Abstract In recent years, AI is increasingly visible in daily lives from chatbots in banking apps and SIRI, and generative AI such as ChatGPT, to more controversial usage concerning facial recognition, online surveillance, and even self-driving cars. Attitudes toward AI may predict acceptance of AI-facilitated applications and the Web 3.0 at-large. In June 2023, we conducted a survey with 750 smartphone users aged 45 years or older (Max = 78) in Hong Kong as a part of a wider effort to elucidate the digital divide post-pandemic.

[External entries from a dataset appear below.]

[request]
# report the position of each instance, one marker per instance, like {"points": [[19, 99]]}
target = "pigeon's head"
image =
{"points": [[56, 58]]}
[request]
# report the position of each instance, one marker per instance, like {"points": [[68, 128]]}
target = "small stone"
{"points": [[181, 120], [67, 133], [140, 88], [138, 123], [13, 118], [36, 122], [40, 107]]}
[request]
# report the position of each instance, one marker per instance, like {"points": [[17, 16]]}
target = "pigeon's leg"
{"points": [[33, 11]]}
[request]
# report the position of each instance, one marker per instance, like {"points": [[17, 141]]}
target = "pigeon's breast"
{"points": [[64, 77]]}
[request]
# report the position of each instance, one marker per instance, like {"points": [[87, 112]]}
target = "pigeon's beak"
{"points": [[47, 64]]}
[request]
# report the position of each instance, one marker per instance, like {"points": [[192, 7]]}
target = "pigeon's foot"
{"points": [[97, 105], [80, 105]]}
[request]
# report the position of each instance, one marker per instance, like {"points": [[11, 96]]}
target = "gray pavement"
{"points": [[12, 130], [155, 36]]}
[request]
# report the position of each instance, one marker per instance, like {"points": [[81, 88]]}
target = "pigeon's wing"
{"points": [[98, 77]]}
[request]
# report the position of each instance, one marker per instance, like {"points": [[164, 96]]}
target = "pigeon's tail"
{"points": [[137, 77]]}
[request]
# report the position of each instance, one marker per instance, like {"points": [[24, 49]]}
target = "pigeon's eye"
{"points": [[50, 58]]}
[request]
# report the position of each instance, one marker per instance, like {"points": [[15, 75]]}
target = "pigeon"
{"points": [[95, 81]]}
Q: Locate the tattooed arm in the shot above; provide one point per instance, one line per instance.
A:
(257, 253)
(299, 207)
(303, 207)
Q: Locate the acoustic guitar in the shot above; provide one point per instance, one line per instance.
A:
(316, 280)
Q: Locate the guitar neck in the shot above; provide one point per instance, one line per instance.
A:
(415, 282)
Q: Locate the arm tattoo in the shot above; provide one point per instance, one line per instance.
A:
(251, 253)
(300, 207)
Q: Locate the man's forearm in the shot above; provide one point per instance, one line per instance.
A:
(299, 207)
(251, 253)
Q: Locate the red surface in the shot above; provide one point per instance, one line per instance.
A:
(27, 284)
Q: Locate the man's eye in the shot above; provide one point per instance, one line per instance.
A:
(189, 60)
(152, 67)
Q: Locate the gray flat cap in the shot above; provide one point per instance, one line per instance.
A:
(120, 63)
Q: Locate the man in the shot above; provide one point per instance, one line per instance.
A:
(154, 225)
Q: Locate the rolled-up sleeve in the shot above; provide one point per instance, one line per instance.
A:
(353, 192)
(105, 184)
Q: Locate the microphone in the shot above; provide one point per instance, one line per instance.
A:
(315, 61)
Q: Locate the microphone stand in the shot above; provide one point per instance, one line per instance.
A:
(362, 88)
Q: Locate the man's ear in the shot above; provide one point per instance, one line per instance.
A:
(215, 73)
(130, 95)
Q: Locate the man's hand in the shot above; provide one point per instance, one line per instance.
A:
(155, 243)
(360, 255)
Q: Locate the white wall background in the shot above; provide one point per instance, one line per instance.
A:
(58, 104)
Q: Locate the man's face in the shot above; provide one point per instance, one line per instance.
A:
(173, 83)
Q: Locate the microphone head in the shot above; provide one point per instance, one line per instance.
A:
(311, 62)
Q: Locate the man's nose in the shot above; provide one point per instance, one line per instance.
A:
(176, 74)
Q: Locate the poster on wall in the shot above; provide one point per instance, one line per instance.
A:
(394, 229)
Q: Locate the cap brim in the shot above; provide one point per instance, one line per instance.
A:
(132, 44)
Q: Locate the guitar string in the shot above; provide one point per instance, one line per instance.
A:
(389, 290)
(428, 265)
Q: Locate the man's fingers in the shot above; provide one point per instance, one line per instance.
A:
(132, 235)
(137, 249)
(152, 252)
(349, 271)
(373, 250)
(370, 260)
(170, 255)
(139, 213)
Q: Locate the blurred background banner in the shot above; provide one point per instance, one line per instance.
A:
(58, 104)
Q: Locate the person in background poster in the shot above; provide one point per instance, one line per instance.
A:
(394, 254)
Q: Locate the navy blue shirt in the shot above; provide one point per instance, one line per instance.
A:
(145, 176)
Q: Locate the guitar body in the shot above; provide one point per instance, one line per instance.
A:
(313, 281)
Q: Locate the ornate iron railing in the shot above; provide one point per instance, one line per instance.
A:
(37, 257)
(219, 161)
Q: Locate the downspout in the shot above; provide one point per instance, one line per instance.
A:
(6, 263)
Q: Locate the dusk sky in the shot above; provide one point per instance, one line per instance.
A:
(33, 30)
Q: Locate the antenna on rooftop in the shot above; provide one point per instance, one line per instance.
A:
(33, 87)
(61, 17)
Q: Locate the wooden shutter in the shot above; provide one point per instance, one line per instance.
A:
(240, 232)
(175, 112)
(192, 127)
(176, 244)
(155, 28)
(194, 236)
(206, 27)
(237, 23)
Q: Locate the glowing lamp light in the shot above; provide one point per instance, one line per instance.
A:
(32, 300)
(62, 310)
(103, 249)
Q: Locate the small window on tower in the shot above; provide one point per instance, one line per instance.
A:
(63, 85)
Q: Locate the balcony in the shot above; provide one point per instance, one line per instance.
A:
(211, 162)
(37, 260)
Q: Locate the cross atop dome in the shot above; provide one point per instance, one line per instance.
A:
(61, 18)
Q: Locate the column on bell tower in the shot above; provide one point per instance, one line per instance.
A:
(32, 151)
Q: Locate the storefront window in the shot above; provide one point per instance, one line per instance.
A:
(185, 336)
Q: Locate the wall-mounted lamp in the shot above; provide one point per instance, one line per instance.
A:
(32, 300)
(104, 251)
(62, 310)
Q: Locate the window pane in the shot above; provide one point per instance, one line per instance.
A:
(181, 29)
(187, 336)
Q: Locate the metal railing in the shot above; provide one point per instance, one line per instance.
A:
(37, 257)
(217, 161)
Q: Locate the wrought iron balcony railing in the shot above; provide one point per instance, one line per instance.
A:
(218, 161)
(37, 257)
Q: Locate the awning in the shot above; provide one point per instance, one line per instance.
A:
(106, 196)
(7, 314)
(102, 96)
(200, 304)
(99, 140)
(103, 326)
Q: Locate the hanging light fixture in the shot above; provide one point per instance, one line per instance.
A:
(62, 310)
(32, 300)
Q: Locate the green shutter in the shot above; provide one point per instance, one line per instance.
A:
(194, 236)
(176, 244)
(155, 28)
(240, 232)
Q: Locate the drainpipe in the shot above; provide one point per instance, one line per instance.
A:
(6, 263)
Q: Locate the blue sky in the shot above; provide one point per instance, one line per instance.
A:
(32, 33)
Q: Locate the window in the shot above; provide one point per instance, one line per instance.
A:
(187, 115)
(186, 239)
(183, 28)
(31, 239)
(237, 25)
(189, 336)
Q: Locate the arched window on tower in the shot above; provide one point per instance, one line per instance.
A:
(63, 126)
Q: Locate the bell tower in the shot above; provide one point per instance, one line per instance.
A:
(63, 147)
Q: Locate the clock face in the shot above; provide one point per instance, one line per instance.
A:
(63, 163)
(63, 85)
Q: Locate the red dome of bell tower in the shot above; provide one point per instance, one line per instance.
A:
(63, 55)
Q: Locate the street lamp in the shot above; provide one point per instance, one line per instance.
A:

Using principal component analysis with varimax rotation, we found three components from the General Attitude to Artificial Intelligence Scale - Negative, Positive, and Powerful (compared to humans). Subsequently, with latent profile analysis we revealed three profiles: (i) Admiration (18.4%; high on positive and powerful but low on negative); (ii) Skepticism (12.3%; high on negative but low on positive and powerful), and (iii) Indecisiveness (69.3%; moderate on all three components). Admiration was more likely to be male, with higher income, better self-rated health, and greater mobile device proficiency, optimism, innovativeness, but also insecurity with technology, compared to Indecisiveness, and then Skepticism. Corroborating these quantitative findings, AI, or generative AI in specific, were only sparsely featured in a concurrent focus group study on smartphone usage with a similar cohort of smartphone users. Those who mentioned were appreciative of their superior power to provide information beyond traditional search engines; yet apprehension toward associated fraud and deception was also highlighted.